Cena bíblica. Profecia de Jeremias. Ouve-se, em Ramá: uma voz, lamentos, soluços. É Raquel que chora os filhos, recusando ser consolada. Raquel, nome hebraico, significa Mansa, como a ovelha. Personifica tantas raquéis, tantos parentes e amigos que choram em decorrência do soterramento devorador que escorreu, profundo, da represa da Mina do Feijão, em 25 de janeiro de 2019. Brumadinho, diminutivo de Brumado, quer dizer sujeito a brumas. Figuradamente, situação nebulosa, difícil de compreender.

Cenário devastado, devassado, tornado terra de ninguém. Lama atingindo metros de profundidade. Aeronaves sobrevoando a região com o objetivo de recolher sobreviventes, corpos, animais. Militares brasileiros e de Israel, Polícia Militar, Polícia Civil, Bombeiros de Minas e de outros Estados. Destaque especial para cães farejadores e bombeiros rastejadores. Esses ofídios humanos rastejam sobre a lama, ampliando, assim, a área de atrito e minimizando o risco de atolar. Com estacas demarcam locais de busca. E ainda houve gente que, confortavelmente instalada, criticasse o trabalho das equipes técnicas ou fizesse gozação infeliz, e de mau gosto, nas redes sociais.

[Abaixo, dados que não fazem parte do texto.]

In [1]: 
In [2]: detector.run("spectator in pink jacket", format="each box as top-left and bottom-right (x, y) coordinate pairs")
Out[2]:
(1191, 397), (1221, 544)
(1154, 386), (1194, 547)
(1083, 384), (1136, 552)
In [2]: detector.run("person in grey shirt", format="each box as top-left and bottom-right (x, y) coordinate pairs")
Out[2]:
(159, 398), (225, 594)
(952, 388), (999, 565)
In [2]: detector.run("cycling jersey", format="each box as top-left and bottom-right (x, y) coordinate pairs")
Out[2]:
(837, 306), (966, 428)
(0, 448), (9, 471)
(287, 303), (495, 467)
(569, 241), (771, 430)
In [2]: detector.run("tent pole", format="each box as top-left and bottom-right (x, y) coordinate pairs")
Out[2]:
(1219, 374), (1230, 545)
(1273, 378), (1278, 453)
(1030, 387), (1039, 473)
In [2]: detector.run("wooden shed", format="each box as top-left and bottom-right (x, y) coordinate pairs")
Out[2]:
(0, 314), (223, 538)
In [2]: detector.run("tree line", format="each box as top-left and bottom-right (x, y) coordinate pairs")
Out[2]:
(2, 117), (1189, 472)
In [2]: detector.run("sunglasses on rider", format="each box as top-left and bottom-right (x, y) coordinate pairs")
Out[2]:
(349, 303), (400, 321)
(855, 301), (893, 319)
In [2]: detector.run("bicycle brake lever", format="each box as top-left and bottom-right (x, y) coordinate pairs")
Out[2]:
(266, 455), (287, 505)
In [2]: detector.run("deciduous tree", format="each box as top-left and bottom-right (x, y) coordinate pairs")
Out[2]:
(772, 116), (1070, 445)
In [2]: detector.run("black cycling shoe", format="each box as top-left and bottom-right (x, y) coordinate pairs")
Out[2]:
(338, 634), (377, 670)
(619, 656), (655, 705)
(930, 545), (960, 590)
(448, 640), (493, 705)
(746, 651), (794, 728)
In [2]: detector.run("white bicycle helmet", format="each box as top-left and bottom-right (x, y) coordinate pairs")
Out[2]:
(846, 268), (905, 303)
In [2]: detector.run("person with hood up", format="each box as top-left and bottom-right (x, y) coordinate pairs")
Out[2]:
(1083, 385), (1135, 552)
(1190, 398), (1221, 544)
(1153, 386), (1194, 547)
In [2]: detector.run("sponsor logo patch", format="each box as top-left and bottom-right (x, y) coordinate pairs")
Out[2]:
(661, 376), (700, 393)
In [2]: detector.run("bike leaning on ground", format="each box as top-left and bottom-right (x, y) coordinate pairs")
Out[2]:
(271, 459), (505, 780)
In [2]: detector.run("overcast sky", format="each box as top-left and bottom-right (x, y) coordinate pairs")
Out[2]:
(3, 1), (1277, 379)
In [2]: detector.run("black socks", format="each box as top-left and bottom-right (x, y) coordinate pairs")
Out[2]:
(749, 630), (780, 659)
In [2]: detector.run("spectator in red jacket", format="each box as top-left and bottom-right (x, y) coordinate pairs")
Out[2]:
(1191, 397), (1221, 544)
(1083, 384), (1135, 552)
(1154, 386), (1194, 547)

“Medalha da Inconfidência” é a mais alta comenda concedida pelo Governo de Minas Gerais. A escolha dos agraciados costuma ser baseada em critérios político-partidários, com forte viés ideológico, de direita ou de esquerda, ou reforçando a famosidade. A entrega das medalhas é realizada, anualmente, no dia 21 de abril, em Ouro Preto. Fica a sugestão: Conceder, este ano, a Medalha da Inconfidência a pessoas que se destacaram no socorrimento aos sobreviventes e na busca de vítimas desse fatal rompimento de barragem. Num espetáculo surrealista, bombeiros rastejadores demonstraram, sobejamente, solidariedade, coragem, competência técnica. Prova de amor maior não há que arriscar a própria vida pelo irmão. Eia, pois, “unpeuplusd’amour,s’ilvousplait”.